Much is expected from people who offer their lives to their country but in return, it is just fair that they should also expect something from their government to help them and their families.
While almost all veterans are eligible for VA home loans, there are other military personnel who are also equally eligible like military personnel in active service as well as those who are called reservists. However, like the veterans, they also have to prove they are qualified for the VA home loan.
Those who have merely served during World War 1, rendered active training in the Reserves or in the National Guard do not qualify for a VA home loan. Reservists and Guards can only qualify for a VA home loan if they rendered service under the mandate of the United States Code 10.
A VA home loan enables veterans, active military personnel and reservists to build or buy their homes and even refinance homes that have been mortgaged in the past without a down payment. Aside form this benefit, the VA home loans does not carry with it ordinary housing loan requirements like insurance premium that are paid monthly,
So how do qualified military personnel avail of the VA home loan? It is actually easy to apply for the VA home loan because there are lenders who have been approved by the Department of Veterans Affairs to handle VA home loans. However, applicants should always look for a lender who offers the lowest costs and transaction fees so that they can maximize their benefits from the VA home loan.
There are several repayment schemes that are available for VA home loan applicants. Applicants can choose from a fixed payment scheme where the principal amount and the interest is constant or the graduate scheme which provides for lower payments for a period and then gradually increasing. There is also the growing equity scheme which provides for a gradual increase in payments with the increased payments applied to the amount principally loaned.
Military personnel who are classified as veterans, active personnel or reservists can avail of any amount depending on the reasonable price of their homes. However, most lenders limit their exposure from $417 thousand to $539,475 depending on their states.
All applicants for VA home loans must either present a Certificate of Eligibility or submit VA Form 26-1880. The latter document requires the submission of a Certificate of Discharge from Active Duty of any military personnel who is no longer in service.
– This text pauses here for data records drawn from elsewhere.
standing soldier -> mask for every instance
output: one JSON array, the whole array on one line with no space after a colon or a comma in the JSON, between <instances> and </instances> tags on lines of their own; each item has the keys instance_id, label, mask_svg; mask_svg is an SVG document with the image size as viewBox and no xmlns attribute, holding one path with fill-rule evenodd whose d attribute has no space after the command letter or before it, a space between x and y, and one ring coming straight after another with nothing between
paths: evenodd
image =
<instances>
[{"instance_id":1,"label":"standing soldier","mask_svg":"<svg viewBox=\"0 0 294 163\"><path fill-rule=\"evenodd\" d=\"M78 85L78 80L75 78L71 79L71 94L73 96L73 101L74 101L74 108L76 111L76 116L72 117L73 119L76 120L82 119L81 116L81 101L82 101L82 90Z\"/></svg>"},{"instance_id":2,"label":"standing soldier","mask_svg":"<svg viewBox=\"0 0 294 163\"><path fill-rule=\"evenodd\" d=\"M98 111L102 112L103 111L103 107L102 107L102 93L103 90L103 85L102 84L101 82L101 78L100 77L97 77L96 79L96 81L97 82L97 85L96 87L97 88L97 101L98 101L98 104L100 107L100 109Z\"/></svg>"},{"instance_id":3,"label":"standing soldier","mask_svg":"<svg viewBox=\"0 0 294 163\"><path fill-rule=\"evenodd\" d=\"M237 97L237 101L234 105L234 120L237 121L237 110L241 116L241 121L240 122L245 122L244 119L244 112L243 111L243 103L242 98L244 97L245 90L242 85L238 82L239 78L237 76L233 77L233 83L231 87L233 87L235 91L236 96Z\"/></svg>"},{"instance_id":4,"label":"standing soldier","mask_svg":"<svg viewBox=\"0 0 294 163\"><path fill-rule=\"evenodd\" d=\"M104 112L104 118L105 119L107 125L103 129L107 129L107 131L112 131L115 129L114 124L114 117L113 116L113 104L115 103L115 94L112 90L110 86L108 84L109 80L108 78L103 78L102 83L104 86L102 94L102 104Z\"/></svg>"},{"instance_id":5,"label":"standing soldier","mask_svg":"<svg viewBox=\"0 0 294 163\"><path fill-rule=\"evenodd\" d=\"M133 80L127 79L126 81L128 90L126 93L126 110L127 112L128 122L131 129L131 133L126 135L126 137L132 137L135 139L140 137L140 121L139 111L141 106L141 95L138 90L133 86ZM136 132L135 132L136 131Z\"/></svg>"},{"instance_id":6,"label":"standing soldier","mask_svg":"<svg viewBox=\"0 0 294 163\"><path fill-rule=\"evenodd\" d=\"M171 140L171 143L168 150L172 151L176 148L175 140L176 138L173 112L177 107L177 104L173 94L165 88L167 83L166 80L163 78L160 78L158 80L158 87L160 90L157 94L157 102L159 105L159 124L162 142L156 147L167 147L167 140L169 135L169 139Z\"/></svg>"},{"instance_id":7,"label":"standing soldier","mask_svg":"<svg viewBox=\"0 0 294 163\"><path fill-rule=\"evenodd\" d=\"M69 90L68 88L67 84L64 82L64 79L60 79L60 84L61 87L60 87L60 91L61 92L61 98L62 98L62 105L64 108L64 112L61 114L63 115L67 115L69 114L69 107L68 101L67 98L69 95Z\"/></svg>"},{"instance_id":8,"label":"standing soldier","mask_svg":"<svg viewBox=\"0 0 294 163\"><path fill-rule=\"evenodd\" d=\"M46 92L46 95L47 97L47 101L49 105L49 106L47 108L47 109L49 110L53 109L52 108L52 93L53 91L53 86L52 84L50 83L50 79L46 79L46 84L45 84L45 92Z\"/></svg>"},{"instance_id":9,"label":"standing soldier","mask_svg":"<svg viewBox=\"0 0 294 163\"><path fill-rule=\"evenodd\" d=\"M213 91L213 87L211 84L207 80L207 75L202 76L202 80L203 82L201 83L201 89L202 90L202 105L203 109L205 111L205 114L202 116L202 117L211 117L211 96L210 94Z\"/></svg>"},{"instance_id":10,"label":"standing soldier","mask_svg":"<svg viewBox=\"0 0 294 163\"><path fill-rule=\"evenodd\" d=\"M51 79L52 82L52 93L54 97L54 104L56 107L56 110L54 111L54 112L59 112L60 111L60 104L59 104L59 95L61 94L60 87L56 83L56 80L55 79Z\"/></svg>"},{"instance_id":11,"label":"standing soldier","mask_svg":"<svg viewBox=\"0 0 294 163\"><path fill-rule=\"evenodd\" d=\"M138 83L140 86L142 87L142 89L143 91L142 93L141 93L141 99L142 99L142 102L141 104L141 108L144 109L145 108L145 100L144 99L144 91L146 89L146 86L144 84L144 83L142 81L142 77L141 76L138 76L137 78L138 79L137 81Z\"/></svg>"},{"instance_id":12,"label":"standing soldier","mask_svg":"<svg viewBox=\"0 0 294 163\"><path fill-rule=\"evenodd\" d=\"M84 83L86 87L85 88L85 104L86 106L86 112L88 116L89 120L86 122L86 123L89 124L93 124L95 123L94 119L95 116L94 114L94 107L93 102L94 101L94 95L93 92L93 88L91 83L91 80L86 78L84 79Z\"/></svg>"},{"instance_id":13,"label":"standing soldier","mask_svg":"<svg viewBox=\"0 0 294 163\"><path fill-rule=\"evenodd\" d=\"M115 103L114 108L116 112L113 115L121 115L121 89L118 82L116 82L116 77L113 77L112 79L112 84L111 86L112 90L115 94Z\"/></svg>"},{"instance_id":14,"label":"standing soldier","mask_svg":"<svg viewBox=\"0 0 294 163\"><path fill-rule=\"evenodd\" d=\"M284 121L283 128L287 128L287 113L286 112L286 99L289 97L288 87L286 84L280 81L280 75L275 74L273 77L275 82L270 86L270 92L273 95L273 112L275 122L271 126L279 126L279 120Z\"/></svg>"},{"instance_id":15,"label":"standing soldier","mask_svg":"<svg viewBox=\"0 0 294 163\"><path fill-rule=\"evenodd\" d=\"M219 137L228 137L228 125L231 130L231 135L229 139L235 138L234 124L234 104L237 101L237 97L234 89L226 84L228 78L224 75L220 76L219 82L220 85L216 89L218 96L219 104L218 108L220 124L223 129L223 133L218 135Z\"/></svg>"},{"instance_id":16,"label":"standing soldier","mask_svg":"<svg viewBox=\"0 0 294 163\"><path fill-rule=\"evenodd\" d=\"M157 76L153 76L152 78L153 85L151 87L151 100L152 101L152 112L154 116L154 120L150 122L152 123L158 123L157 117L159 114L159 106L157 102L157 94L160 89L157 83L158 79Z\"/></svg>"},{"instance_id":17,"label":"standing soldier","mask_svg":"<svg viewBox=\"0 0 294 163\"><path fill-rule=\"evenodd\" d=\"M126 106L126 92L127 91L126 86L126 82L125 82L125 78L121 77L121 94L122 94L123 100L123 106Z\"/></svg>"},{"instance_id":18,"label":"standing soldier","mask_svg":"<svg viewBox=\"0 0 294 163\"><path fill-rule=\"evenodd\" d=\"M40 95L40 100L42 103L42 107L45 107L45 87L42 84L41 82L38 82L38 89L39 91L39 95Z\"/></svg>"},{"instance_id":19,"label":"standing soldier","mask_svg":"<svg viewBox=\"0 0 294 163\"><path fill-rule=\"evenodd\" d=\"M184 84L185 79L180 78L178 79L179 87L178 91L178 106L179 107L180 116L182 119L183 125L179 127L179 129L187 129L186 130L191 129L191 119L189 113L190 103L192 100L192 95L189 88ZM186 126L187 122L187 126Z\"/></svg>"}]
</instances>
The benefit of availing of a VA home loan does not expire and can be used by qualified personnel either during or after active service. Reservists who have
served a period of six years with the Selected Reserves or in the National Guard and who were discharged honorably but who continue to serve as reservists are eligible for the VA home loan. What is required is that the reservist must have been a member of an operational unit; he must have joined the mandatory drills during weekend and must have rendered active service fo9r at least two weeks.
Those who were able to render services for less than six years can be considered eligible for the VA home loan if they have been discharged due to a service-related injury.
Those who were activated as members of the National Guard or reservists on August 2, 1990 and after that period are eligible for VA home loan provided they have rendered service for a period of no less than ninety days and have been honorably discharged from the service. However, their eligibility will end on September 30, 2009.
Reservists and those in the National Guard service who are called to active duty during a period of war can avail of a VA home loan faster, by being in service for just ninety days compared to the earlier requirement of at least six years. The Department of Veterans Affairs is urging them to inquire and make use of their VA home loan benefits.